Strictly speaking, Baihu shouldn't have merited the same treatment. Its geography and population were different.
The elevated rank was something he had demanded himself. When it was withheld, he threw a proper tantrum — why should he rank lower than Mingcheng or Jinwen?
Jinyi had no choice and eventually gave him the elevated rank.
To be fair, Baihu City had received far fewer resources than the others, and reaching this scale had been no small feat.
On top of that, its mayor spent most of his time up in the northern capital. When he did travel, it was back to Longcheng — he barely spent a few days a year in Baihu City itself.
Yet when anyone suggested replacing him as mayor, he flatly refused. This was a city he had created, he said. He liked being its mayor.
Zhao Baihui indulged him entirely. Fine, then — though it was the deputy mayor doing all the real work who truly deserved sympathy.
The third and final city was Zhuque City, situated overseas, with a population of one hundred and fifty thousand.
Everything else remained at the district level — including the three imperial capitals, each of which had grown from a modest Taoyuan Street outpost into a full district.
The emperors were all quietly furious. Their imperial capitals — the most august places in their respective realms — and yet there were administrative units belonging to someone else's authority right in the middle of them.
What could they say?
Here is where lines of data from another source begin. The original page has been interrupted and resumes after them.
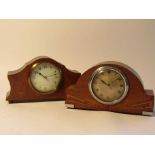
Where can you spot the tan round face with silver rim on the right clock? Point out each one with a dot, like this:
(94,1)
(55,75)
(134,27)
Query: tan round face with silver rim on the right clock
(108,85)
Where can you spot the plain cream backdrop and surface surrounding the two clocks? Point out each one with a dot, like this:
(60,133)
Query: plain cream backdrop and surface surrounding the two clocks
(78,44)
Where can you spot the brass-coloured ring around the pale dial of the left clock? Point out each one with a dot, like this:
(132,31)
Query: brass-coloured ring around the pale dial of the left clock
(33,87)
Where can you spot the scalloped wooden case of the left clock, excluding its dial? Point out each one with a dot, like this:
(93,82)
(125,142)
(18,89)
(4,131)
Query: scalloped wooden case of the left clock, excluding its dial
(22,91)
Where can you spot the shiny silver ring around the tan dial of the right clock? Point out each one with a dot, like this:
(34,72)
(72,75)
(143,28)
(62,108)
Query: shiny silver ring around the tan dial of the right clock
(101,70)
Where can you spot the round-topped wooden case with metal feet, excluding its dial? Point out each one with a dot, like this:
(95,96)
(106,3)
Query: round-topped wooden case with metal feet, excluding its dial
(137,101)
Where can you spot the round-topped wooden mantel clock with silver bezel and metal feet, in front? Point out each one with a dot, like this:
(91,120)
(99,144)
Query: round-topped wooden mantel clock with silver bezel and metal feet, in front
(111,86)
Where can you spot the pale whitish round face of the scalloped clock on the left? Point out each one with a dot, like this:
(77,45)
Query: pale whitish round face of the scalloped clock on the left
(45,77)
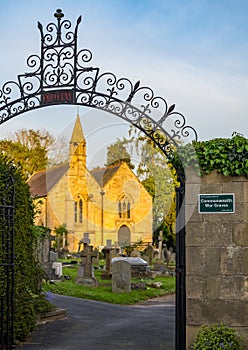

It was... thoroughly, infuriatingly, fucking galling!
Taoyuan District had grown somewhat, reaching fifty thousand people, but remained at the county-district level.
Had Longcheng not been built when it was — had development continued here instead — the population now might not even reach two hundred thousand, let alone six hundred thousand.
With only fifty thousand, it was still half short of the minimum threshold Longcheng had set for city status.
Adding it all up roughly, the total population under the Longcheng Government's jurisdiction came to approximately one million eight hundred thousand.
Master Zhao could buy three large trucks every single day.
But there was no need for that now. He simply watched eighteen million flow into the accounts each day, and his private treasury was growing at a breathtaking pace.